Accessible PDF Files From Word
A very easy way of producing a tagged PDF file is to create it from Microsoft Word (you must be using Word 9 or later). When Acrobat (the one you pay for) is installed onto a Windows-based computer with Word already installed, an extra item is added to the top menu in Word. This allows the setting of Acrobat preferences and the conversion of Word files to PDF files with ease. However, and it's a fairly big "however", it's really important to construct the Word file correctly to get a well constructed PDF file. The key to this process is to use Word styles. For example, do not simply change the font size and type for headings. Instead, select a heading style for each heading. Similarly, if information is to be presented in tabular format, use a table rather than simply tabbing between items.

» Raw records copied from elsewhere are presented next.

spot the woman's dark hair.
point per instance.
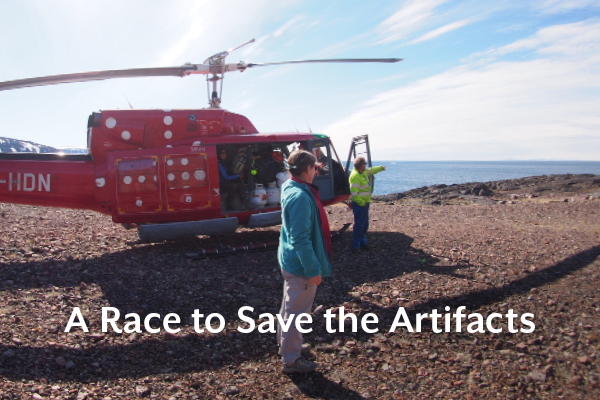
(299, 161)
(359, 162)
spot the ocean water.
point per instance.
(401, 176)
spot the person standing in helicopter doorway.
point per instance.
(360, 190)
(304, 255)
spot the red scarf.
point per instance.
(322, 213)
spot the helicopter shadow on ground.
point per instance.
(160, 278)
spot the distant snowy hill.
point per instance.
(8, 145)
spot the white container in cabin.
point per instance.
(282, 177)
(259, 196)
(273, 194)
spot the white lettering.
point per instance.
(147, 322)
(221, 323)
(111, 321)
(80, 321)
(247, 319)
(490, 319)
(133, 326)
(405, 321)
(369, 318)
(171, 318)
(525, 321)
(44, 182)
(26, 177)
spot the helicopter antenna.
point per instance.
(213, 67)
(130, 106)
(216, 64)
(307, 124)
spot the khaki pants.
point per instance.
(298, 297)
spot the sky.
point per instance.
(493, 80)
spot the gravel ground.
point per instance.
(537, 256)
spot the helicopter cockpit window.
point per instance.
(322, 160)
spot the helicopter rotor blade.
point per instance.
(102, 75)
(333, 60)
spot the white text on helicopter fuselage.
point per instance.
(27, 182)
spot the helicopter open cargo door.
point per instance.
(161, 184)
(324, 176)
(360, 148)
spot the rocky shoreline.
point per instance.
(538, 255)
(549, 186)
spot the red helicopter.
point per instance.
(158, 170)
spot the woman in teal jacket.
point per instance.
(304, 254)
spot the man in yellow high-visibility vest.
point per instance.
(360, 189)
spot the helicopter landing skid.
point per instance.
(228, 250)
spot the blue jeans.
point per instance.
(361, 225)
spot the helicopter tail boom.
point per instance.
(51, 180)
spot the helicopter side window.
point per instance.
(322, 160)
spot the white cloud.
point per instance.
(563, 6)
(443, 30)
(411, 17)
(205, 27)
(546, 107)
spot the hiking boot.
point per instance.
(300, 366)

Space between paragraphs should be determined by the paragraph style, not by repeated presses of the Enter key. If this all sounds a bit tedious, be warned that it is becoming important not just for producing PDF files but for preparation of material to be displayed in the increasingly popular XML format.

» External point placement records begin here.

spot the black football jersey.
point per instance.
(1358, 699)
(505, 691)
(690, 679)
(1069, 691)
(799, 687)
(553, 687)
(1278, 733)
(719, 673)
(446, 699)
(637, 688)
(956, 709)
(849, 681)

Creating Accessible PDF Files in Acrobat
Acrobat V5 and later offers facilities for tagging files. In Acrobat 6, this can be done automatically. My so far limited experimentation suggests varying results, probably subject to the manner in which the file was created. Acrobat also allows manual tagging, including addition of alternative text for images. This process requires sight and some knowledge for best results. Both Acrobat and Adobe Reader offer an accessibility checker. From within Acrobat, problems can be rectified. While a file cannot be altered in Adobe Reader, it offers a feature which can help with poorly constructed files. The "reading order" can be adjusted for screen reader output and this can sometimes turn garbled text into an accurate representation of the author's intentions.

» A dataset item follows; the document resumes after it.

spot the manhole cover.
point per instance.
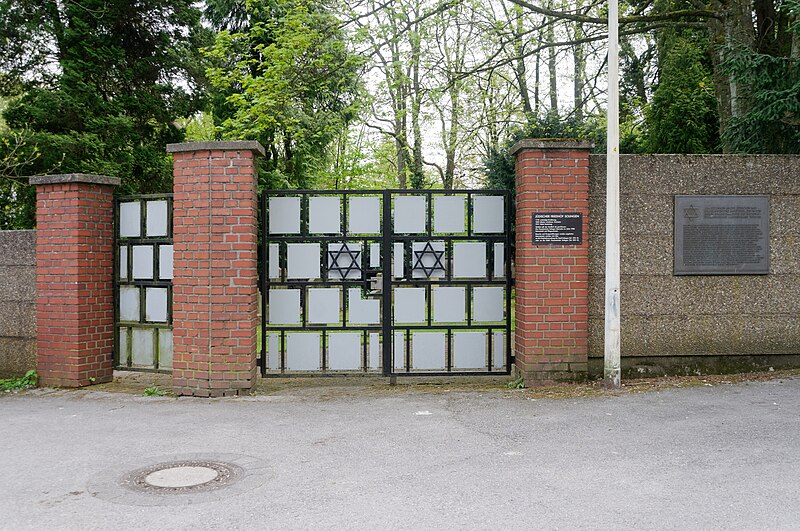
(182, 477)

6 The Pros and Cons of PDF Files

Image­Only PDF Files
As mentioned earlier, these files are created by scanning paper documents into Acrobat. No optical character recognition (OCR) takes place, each scanned page simply appearing in the file as an image of the original. As screen readers cannot read pictures, this type of presentation is completely inaccessible. But now to the good news. It is now, subject to the quality of the original paper document, easy to convert an image-only file into one containing quite readable text. Some, and only some, of the available options are mentioned here. Acrobat V6 contains a Paper Capture facility. Having loaded an image-only PDF file into Acrobat, simply run Paper Capture to produce text. Commercial OCR software will now also convert image-only files to text. Two which do this very well are OmniPage and Finereader. As already cautioned, the quality of print on the original paper document will affect the OCR process. A smudged, faded document will look smudged and faded when viewed as an image-only file and there is a high likelihood of poor results when applying OCR software.

Conclusion
Accessibility of PDF files has improved markedly over the past decade or so. In the best circumstances, these files can be a valuable resource to people using screen readers and other adaptive equipment. Navigation by hypertext links, bookmarks and specific page references can allow quick and easy access to material without risk of altering the original file. The improvements are due to efforts on the part of large companies such as Adobe and Microsoft and to very small ones which produce screen readers. On the other hand, partly due to the need for further work to yield more information to readers using synthetic speech or Braille output and partly because much more education of people producing PDF files is needed, there are still shortcomings. Apart from anything else, people using screen readers need a current, or nearly current, version to get best results. It is important that those who enjoy using PDFs and those who endure the experience continue to provide feedback to software developers. It is also at least as important to increase substantially the level of education regarding the need to construct PDF files correctly. If a far greater proportion of files are produced in accordance with Adobe's recommendations, PDF will not be so widely viewed among people using screen readers as a nasty three-letter word.